There’s a myriad of proposed solutions to this issue that one can find in a Google Search, involving things like updating node certificates, proxy server and SSH configurations. But none of those “solutions” worked for me, and all of my SSH keys worked without issue for authenticating between nodes via the shell. So I ended up just letting the issue go, as it was only a minor inconvenience in my environment since I could just SSH into the nodes directly, instead of opening up a Console window in the Proxmox WebUI.
I ended up discovering the actual solution to this issue indirectly, as a result of trying to troubleshoot why an unrelated Replication task I setup was failing. I noticed this odd error in the Proxmox logs…
That malformed JSON string
error quickly raised an eyebrow, and pointed to the possibility that the sshd was replying to requests with data that the pvesr
(Proxmox Storage Replication) process was not expecting.
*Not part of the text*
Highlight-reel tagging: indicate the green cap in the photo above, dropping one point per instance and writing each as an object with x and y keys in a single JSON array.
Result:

Thankfully I obsessively log and document everything I do when messing around with anything in my homelab, and it was these logs that ultimately pointed to the real origin of the problem. My logs reminded me that a few weeks earlier, I installed fastfetch on all of my Proxmox nodes (as I do with all of the shell accounts that I commonly SSH into), so that I ‘m greeted by a pretty, ASCII-art overview of the current state of the system whenever I log into it via SSH:
This seems like such a benign thing to have in your .bashrc
file, so it was the farthest thing from my mind as I was initially troubleshooting this problem. But as it turns out, the pvesr
process was failing because it choked on the output of fastfetch
, since it uses SSH to do whatever it needs to do on the external node, and wasn’t expecting to see all that additional data getting returned to it when it made the SSH connection.
I quickly put two and two together, and realized that noVNC was also likely failing for the very same reason. As soon as I removed the fastfetch
binary from my .bashrc
file on all of the nodes, both my Replication tasks and the noVNC console started immediately working again!
This was a vindication of the reasons why I’m so obsessive of keeping meticulous logs of everything I do on my systems, but also a lesson in the wisdom of Occam’s Razor. In the end, it was the simple removal of 9 characters of text in a .bashrc
file that instantly solved two of my problems at the same time.